The day started ominously with a derailed train cancelling all trains to Watford, but one scandalously expensive cab ride later, Mark and I arrived at Frazer's with a car full of gear. After a slow start the ball was soon rolling and we managed to film half the entire film. We got pretty much everything in the bag that we planned to.
It was one of the better filming sessions I've ever had, it was relaxed, we had the house to ourselves, the street was quiet and we took our time with everything. It was a very collaborative day, with Mark Frazer and myself all pitching in ideas and coming up with new angles and ideas. Filming Frazer's cat Boppy was a lot of fun, he's a gorgeous, friendly ginger tom who enjoyed strutting his stuff around the house. It was nigh on impossible to get him to do specific things, but hey - that's cats! We knew he wouldn't be learning any lines!
The whole shoot went smoothly but slowly, and was a very relaxed affair. We wrapped up as the evening was beginning to arrive in earnest, and arranged transport home. It wasn't until I got home that I realised we never actually stopped for food (a perfect opportunity was present when we watched back the footage but I was so focussed on the filming I wasn't thinking about stomachs) and we had subsisted the whole day on biscuits and jaffa cakes. I got home, nauseous as hell from the long car ride (which was unusual as I never get car sick) and I literally collapsed, mentally and physically exhausted. I hadn't felt the torpor hit me until I stopped moving. Dee had made a great curry which I gratefully devoured and then I went straight to bed, leaving lighting bags and suitcases where they fell (gently).

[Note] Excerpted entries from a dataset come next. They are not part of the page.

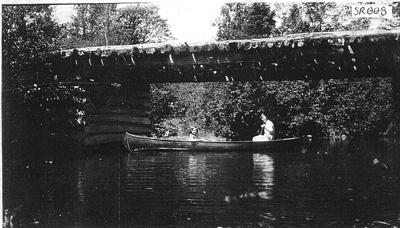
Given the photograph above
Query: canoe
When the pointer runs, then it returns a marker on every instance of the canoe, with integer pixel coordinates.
(142, 143)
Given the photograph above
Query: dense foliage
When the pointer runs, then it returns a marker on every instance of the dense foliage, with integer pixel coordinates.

I've since got the footage on to the computer and I've started to put the pieces together. It certainly looks better than average, although of course I'm already seeing improvements I could have made on the day. This should help inform me when we shoot the second half of the short.. I've got the basic scene together from my current footage, it's quite underwhelming but I haven't really chopped away at it yet or tried to edit it into shape, so of course it will feel flabby and lacking any drive at the moment. I've got some background audio to add too, as well as some basic foley work which could be fun!
So, Friday was the big debut of my new lights and it went great. It's been a long time since I've had control of powerful lighting and we were able to use a combination of the new lamps, natural light and household lighting to bring the scenes to life. Good lighting makes a world of difference, I look forward to getting more practice. At the moment I'm still a beginner, and I've noticed that it is very easy to overpower the camera with the lighting which can lead to scenes looking like they are taking place under floodlights. You can dial it back a little in the editing stage, but you can't perform miracles. I've picked up a great book called Painting With Light, by a famous cinematographer called John Alton who worked on a number of classic noir movies and was a pioneer of cinematic lighting.
It is written from a different era, so there is a lot of information about studio lighting of old (olde?), but it's highly informative so far, I haven't felt the need to skip anything. The link above will take you to the amazon UK page if you want a look for yourself. I'm hoping the book will teach me a thing or two and I'm already excited to apply what I will learn. While I enjoy my cycle commute (most days!) I am sad that I no longer get to read on the train to work. My books are all going unread!
This Friday I'm going with Andy from Syncrovise to shoot a product information video, my first "offical" venture. We're going to be filming a how-to about fitting bathroom seals, a nice simple shoot that shouldn't prove too taxing (best not speak too soon) and will end with a slap-up dinner at Andy's place. Sounds like a plan!
Sell to Live
I've been selling some of my Xbox 360 games this week. I've been a gamer for years and I've owned many many games, but a few years ago I had to start cannibalising my own collection in order to afford new games, so I never have any more than a few games at any one time. Although it feels good to get rid of the clutter, I still feel a pang of sadness when I sell a game on. Especially these last few. I am genuinely sad to see them go. Sliding them into their bubble wrap envelope, having one last look at the artwork, remembering the good times. It's unpacking a new game but in reverse. They were games I had been following for months before their release, I only bought them a few months ago, had loved playing, but I need to sell them on just to stay afloat. To be honest, they are games I probably wouldn't be revisiting any time soon, I have Skyrim now and that is literally the only game a human being needs. After that I've got Arkham City, the new Batman smack'em'up. I'm set for a good long way and won't be needing to retread past conquests. Selling them on is logical, but knowing I'll never play Saints Row The Third again leaves me sad. I make no apology. I love video games. Always have.
But on to bigger brighter things. Roll on Friday, roll on the food, and roll on the weekend!